À Bobo-Dioulasso, Ouagadougou, et d’autres villes du Burkina Faso, la semaine écoulée été marquée par un manque d’hydrocarbure dans plusieurs stations-services. Chose qui a occasionné le passage du DG de la SONABHY sur le plateau de nos confrères de la télévision nationale, le jeudi 20 février 2025.

 

Il est peu après 12h lorsque nous franchissons le poste de contrôle de la SONHABY de Péni distant de plus de 30 km de Bobo-Dioulasso, notre point de départ. Des citernes en attente de ravitaillement à perte de vue. La question de problèmes de ravitaillement des stations-services semble relever de l’histoire. Si des citernes gros-porteurs de 45 000 l et plus sont déjà en position pour le ravitaillement, les chauffeurs des petites citernes, quant à eux, sont regroupés pour régulariser les derniers documents avant de se positionner pour être ravitaillés. C’est dans cette ambiance que nous rencontrons Ousmane, (nom d’emprunt), un chauffeur de petite citerne qui nous parle des malentendus survenus ces derniers jours. Pour lui, tout est parti du problème de mesures mécanique et numérique du ravitaillement des citernes.
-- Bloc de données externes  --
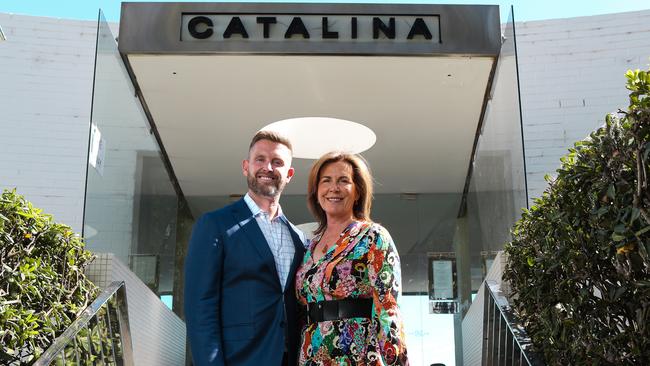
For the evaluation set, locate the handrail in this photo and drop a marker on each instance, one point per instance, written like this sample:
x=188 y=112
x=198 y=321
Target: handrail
x=117 y=336
x=505 y=339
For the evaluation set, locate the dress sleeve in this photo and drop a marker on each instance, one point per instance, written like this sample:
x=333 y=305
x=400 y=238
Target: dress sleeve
x=385 y=276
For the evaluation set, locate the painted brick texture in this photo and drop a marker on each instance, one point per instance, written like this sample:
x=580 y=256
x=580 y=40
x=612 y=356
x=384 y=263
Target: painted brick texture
x=572 y=74
x=46 y=70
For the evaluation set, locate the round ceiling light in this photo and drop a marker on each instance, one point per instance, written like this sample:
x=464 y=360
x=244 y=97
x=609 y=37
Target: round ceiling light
x=312 y=137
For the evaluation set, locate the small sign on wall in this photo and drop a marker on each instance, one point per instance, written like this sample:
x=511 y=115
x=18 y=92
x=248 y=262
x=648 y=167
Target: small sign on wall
x=442 y=284
x=97 y=149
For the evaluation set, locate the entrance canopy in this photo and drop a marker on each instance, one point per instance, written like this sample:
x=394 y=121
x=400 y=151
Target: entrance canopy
x=211 y=75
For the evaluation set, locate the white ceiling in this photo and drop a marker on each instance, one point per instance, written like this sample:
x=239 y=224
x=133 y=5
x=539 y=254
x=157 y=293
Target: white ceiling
x=423 y=110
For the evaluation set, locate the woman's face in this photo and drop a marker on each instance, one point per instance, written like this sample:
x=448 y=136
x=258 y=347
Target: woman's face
x=336 y=190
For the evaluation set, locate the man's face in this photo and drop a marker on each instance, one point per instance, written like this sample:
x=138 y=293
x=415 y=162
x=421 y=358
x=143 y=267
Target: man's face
x=268 y=168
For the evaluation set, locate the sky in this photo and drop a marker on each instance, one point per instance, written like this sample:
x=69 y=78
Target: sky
x=525 y=10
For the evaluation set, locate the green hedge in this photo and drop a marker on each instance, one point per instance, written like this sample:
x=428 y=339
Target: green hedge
x=42 y=285
x=578 y=263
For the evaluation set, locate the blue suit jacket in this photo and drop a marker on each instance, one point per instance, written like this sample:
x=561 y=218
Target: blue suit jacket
x=235 y=310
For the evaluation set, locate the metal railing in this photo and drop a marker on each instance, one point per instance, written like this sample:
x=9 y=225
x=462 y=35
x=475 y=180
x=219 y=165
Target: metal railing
x=99 y=336
x=505 y=340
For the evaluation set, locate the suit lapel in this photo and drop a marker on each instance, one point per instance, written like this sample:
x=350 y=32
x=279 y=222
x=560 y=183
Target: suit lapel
x=247 y=223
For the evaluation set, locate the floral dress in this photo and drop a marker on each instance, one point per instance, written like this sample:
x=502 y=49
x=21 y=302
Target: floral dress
x=363 y=264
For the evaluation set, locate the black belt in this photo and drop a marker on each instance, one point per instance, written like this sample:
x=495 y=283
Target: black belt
x=338 y=309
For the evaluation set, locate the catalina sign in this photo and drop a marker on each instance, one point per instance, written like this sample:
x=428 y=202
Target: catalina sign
x=310 y=27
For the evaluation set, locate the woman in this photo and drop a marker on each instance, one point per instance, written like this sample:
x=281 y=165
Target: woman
x=350 y=277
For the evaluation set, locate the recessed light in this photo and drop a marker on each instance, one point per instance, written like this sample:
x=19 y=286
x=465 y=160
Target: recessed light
x=312 y=137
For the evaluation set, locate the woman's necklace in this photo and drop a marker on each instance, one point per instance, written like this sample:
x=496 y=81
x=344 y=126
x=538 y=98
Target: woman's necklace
x=324 y=247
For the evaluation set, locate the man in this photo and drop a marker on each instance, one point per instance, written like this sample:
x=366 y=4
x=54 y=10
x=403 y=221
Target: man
x=240 y=305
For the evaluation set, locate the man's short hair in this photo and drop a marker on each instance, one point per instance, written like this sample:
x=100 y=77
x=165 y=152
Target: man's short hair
x=271 y=136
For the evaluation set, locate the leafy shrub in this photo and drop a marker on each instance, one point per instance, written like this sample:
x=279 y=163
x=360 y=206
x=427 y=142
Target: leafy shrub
x=42 y=285
x=578 y=264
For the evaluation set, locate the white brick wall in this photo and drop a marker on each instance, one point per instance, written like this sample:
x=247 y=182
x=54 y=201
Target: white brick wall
x=571 y=74
x=46 y=69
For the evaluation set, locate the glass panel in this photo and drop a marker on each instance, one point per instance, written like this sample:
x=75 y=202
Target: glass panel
x=131 y=205
x=498 y=186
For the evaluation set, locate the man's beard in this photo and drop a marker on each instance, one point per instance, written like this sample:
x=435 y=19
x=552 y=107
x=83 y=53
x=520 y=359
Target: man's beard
x=271 y=189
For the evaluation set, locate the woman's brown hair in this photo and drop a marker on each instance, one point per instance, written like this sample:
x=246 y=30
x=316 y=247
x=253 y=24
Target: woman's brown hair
x=361 y=178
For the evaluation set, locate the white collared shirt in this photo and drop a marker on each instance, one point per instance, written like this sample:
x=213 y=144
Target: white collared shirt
x=277 y=235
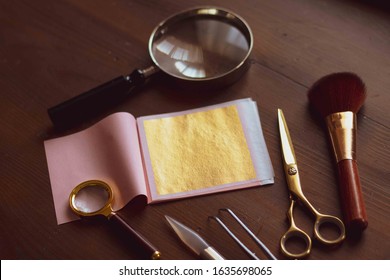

«Le T est l’ancien instrument de mesure (une barre de fer en forme de T et graduée). Il est toujours en vigueur dans les stations. Il consiste à faire la mesure à travers cet instrument appelé T. Mais, la SONABHY ne travaille plus avec ça. Elle a un nouveau système qui est numérique avec lequel la capacité normale sort au niveau du compteur donc, s’il y a un manquant, c’est signalé. C’est ce que des conducteurs disent ne pas vouloir, car s’ils arrivent dans les stations, la mesure avec le T indique des manques. C’est cette situation qui avait occasionné le manque de carburant», nous confie Ousmane. Toujours selon ce dernier, « une fois, nous sommes venus depuis le matin jusqu’à 14h, et c’est en ce moment on a été informés qu’il n’y a pas de bon ni de ticket. Nous sommes donc repartis . Une réunion a été faite à Ouagadougou entre les transporteurs qui se sont accordé sur le « T » mais, le gouvernement n’est pas d’accord pour cette mesure et préconise la mesure électronique ». Si pour l’heure les discussions sont toujours en cours selon Ousmane, il nous confirme que « le ravitaillement des stations-services a repris et il n’y a pas de quoi s’inquiéter par rapport à une pénurie d’hydrocarbure».

Pour le Directeur général de la SONABHY qui s’est entretenu avec nos confrères de la RTB, les transporteurs sont opposés au système de dépotage électronique qui répond aux normes internationales, au détriment du dépotage manuel qui est obsolète et qui cause d’énormes pertes à l’État. «Notre priorité est d’assurer la disponibilité des produits pétroliers à l’ensemble des consommateurs dans les mesures de sécurité internationale. Nous avons maintenu le dialogue avec les transporteurs ainsi que la sensibilisation, car nous savons que toute transition est difficile», fait comprendre Aimé Wendpanga Nongkouni, Directeur général de la SONABHY.